Paying the Piper by David Drake

Arne Huber swayed in the rumbling fighting compartment of his combat car, thinking about what the Colonel had just said. Promotion—maybe.

But if they didn’t complete the mission, very probably death. Well, the Slammers were all volunteers. . . .

* * *

The muzzle of Dinkybob’s main gun had cooled from white to a red so deep it was mostly a shimmer in the air around the hot metal. Mitzi’s turret hatch was open, dribbling a trail of gray haze. A plastic matrix held the copper atoms in alignment for release as plasma down the powergun’s bore; the smoke was the last of the breakdown products from the recent shooting.

An alert wobbled on the upper right corner of Huber’s faceshield. He crooked his left little finger, one of six ways he could cue the icon. It was a download-only channel, information from Central for Sierra Six. Huber and the other task force officers were brought into the circuit to listen but not to comment.

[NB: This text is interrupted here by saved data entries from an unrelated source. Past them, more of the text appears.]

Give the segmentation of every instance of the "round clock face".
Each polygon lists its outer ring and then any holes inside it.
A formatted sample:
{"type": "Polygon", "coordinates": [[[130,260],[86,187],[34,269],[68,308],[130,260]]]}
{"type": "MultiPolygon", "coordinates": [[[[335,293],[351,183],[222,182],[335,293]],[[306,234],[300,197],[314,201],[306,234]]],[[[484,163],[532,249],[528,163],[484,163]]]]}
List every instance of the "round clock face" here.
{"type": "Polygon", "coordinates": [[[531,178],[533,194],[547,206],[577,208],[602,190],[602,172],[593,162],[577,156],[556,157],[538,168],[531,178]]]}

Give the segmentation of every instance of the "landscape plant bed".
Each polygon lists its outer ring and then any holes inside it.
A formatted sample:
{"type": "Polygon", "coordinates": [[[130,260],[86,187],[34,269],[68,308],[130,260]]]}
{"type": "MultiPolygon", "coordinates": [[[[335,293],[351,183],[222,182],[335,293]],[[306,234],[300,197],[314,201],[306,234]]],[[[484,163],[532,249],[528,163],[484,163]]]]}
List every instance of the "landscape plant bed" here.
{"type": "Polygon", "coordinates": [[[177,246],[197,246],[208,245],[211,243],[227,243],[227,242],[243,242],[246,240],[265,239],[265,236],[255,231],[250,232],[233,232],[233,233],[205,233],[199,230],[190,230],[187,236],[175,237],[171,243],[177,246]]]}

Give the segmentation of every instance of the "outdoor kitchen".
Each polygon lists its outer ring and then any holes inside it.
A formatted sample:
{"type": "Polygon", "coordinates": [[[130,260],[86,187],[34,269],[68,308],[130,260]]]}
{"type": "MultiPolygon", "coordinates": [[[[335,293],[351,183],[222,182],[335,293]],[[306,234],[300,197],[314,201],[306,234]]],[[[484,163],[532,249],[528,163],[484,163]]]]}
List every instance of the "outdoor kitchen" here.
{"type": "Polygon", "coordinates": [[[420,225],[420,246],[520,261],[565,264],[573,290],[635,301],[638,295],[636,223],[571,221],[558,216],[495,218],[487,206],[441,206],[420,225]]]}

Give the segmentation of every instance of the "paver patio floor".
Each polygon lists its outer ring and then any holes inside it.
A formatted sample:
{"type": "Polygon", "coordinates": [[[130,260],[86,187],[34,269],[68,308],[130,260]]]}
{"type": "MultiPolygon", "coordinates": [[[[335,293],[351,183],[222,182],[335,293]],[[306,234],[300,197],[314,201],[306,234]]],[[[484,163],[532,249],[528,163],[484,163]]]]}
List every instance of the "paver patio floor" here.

“Sierra, this is Operations Three-four-one,” said the voice from somewhere back in Base Alpha. “Solace command is pissed about what you did to the Wolverines. They’ve ordered a fire mission by all batteries that can range you. You’ll have to take care of your own air defense. Any questions? Over.”

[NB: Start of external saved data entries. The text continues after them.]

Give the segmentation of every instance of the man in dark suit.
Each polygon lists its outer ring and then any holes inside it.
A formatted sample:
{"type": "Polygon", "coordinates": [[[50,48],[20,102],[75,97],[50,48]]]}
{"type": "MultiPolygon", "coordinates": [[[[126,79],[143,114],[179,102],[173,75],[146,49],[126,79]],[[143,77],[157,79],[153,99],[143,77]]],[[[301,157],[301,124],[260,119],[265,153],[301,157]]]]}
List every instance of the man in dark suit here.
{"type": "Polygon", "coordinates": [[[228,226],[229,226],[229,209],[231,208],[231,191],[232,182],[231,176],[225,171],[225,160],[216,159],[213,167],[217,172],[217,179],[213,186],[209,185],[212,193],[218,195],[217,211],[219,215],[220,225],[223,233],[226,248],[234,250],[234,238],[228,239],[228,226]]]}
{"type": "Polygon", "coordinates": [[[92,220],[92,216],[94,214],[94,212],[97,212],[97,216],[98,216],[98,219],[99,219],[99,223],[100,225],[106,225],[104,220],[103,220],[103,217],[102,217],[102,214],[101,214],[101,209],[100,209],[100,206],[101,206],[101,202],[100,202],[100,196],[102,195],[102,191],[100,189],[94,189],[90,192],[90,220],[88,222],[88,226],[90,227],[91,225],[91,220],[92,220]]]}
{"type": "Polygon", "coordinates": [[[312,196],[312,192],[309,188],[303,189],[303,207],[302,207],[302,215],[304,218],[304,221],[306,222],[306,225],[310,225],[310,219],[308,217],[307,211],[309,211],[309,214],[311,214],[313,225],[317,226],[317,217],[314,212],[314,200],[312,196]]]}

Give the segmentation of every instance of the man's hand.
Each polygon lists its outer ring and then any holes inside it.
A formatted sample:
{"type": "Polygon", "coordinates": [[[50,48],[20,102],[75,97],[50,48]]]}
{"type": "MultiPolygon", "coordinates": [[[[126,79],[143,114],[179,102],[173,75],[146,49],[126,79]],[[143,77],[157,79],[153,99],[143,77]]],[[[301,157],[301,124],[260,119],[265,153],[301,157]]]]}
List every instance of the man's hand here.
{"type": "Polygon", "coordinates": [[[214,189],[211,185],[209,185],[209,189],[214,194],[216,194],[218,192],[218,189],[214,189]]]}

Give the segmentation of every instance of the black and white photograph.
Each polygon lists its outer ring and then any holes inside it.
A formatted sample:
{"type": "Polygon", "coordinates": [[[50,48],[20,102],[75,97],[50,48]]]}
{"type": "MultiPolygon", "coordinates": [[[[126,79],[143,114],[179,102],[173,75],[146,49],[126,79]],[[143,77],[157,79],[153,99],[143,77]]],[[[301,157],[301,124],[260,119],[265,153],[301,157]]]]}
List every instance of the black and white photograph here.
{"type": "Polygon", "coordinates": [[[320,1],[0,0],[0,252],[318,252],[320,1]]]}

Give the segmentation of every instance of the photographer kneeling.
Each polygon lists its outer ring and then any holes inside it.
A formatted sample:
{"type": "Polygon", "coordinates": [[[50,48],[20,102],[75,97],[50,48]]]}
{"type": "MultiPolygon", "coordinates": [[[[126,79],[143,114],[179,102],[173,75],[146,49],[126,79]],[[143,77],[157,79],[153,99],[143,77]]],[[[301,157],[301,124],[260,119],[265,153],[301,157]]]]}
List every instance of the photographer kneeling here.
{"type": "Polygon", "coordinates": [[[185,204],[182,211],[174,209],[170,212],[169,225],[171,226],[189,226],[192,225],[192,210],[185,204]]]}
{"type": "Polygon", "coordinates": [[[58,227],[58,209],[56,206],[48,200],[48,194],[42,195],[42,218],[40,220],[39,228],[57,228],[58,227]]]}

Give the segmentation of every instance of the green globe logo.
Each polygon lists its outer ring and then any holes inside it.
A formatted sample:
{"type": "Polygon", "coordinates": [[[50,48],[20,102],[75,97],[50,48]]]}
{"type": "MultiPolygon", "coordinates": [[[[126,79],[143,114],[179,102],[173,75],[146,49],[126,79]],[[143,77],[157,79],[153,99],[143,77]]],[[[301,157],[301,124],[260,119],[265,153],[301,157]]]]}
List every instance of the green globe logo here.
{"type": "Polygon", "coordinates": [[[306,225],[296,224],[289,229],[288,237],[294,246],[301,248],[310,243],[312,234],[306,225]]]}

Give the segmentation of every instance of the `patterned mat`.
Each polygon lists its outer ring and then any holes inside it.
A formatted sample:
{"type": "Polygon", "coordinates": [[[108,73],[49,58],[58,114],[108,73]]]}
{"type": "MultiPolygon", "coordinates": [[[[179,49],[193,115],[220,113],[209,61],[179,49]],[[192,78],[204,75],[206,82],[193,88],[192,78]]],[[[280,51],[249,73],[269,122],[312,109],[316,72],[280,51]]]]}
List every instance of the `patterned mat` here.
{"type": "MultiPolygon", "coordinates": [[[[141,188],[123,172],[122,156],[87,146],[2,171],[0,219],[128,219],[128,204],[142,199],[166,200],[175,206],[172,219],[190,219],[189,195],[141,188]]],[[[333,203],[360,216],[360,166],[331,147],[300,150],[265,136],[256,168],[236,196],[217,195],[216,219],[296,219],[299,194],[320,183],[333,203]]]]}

Though voice-only, the increasingly thick foliage overhead attenuated the transmission to sexlessness. On this side of the ridge, the task force was descending into healthy coastal forest.

“What do you mean ‘all batteries’?” Captain Sangrela asked. He sounded more irritable than concerned. “Is this a real problem? Over.”

“Negative on a real problem,” Central replied calmly. It was easy to be calm in Base Alpha, of course. “There’s two, maybe three off-planet batteries with rocket howitzers and carrier shells. We’ll get you time and vector data as soon as they fire, but you’ll have plenty of room to pop them before the carriers separate. Besides that, the Solace Militia has thirty or forty conventional tubes that can range you with rocket assisted rounds, but they won’t have any payload to speak of after what the booster rocket requires. I repeat, you’ll have full data soonest. Over”

“Roger, Sierra out,” Sangrela said. “Break, Fox Three-six—”

The signal now was coming through the task force command channel.

“—that puts it on your cars. Is there going to be any problem? Over.”

“No problem, Six,” Huber said curtly. “Just give me a minute to plan. Out.”

He raised his faceshield and brought up a terrain display through the Command and Control box. On cue the AI highlighted the locations on or near Sierra’s forward track which provided a line of sight toward the arc of territory where the hostile guns might be sited.

The display used a violet overlay to mark ranges of thirty klicks and above; the hue moved down the spectrum as the range closed. Points from which a tribarrel could reach out five kilometers—as close as Huber was willing to let the sophisticated carrier shells get—were green.

A single carrier shell held a load of between three and several scores of bomblets, each with its own target-seeking head. When the carrier round opened to release them, the difficulties of defense went up by an order of magnitude.

Sergeant Tranter had traded jobs with Deseau. He turned from the forward tribarrel and asked, “Whatcha got, El-Tee?”

“Watch your sector!” Huber snapped in a blaze of frustration.

He’d apologize later. Tranter was a good driver and a great man to have on your team, but he was a technician and not—till this run—a combat crewman. He didn’t know by reflex that Huber was busy with something that likely meant all their lives if he did it wrong. Had Tranter realized that, he’d have kept his mouth shut.

The display showed what Huber expected but didn’t like to see: there were very few places along Sierra’s planned route that would let the tribarrels range out ten klicks, and even those were points. The combat cars wouldn’t be able to protect the column on the fly. They’d have to set up on the few patches where the ground was higher and relatively clear of vegetation.

Huber straightened. Learoyd scanned the car’s starboard flank with the bored certainty of a machine; Sergeant Tranter was as rigid as a statue at the forward gun—Via! I didn’t mean to bite his head off—and Captain Orichos was trying to watch all directions like a bird who’s heard a cat she can’t see.